Individuals with DM have greater of developing periodontitis than non-diabetics as well as increased severity [8,9]. The periodontitis is characterized by inflammation of periodontal tissue induced by bacterial biofilm (oral plaque) that leads to tissue destruction and alveolar bone resorption [1,9]. In addition to the biofilm microorganisms, other factors such as environmental, systemic and genetic are also responsible in progression of periodontitis [5]. Consequently, these processes result in destruction of the periodontal tissues and loss of tooth, especially in adults [1,9].

The loss of bone that is increased by hyperglycemia can be reversed by inhibition of cytokines and AGEs.
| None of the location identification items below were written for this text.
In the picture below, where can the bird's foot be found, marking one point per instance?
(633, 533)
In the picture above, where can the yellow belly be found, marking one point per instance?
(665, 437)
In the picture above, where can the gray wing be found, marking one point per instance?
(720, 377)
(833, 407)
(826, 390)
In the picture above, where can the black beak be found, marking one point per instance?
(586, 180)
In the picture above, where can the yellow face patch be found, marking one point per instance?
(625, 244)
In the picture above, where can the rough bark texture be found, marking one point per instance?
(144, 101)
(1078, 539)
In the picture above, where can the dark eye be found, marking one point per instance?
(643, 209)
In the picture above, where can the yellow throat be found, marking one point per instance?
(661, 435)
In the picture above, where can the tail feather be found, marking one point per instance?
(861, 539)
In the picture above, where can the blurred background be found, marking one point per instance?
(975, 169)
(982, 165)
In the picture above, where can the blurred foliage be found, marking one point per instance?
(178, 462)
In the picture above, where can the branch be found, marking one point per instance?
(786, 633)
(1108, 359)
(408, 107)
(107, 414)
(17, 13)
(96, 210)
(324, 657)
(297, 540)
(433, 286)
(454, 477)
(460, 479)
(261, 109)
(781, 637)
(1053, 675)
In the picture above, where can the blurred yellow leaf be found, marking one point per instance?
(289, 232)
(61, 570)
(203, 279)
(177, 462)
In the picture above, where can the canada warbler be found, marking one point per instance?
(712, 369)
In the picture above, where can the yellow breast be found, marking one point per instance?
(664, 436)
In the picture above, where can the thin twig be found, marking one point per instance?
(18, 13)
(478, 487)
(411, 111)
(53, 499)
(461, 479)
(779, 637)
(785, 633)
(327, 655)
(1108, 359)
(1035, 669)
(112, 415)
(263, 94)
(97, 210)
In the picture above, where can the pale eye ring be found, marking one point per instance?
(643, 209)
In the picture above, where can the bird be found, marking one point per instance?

On the other hand, the inflammation interferes with the repair tissue and osteolysis is not reversed by the formation of new alveolar bone [3].

Studies have shown that inflammatory mediators produced during the process of periodontal disease, as well as the microbial product of the periodontal biofilm may fall into the bloodstream and increase the overall inflammatory status of the organism and thus contribute to the onset or aggravation of DM [2]. Low-grade inflammation and a higher serum concentration of pro-inflammatory cytokines such as interleukin-6 (IL-6), TNF-α and C-reactive protein (CRP) may increase insulin resistance and decrease insulin secretion. Furthermore, gram-negative periodontal infection significantly decreases glucose tolerance and can lead, like other types of inflammation, to an increase in the severity of diabetes [10].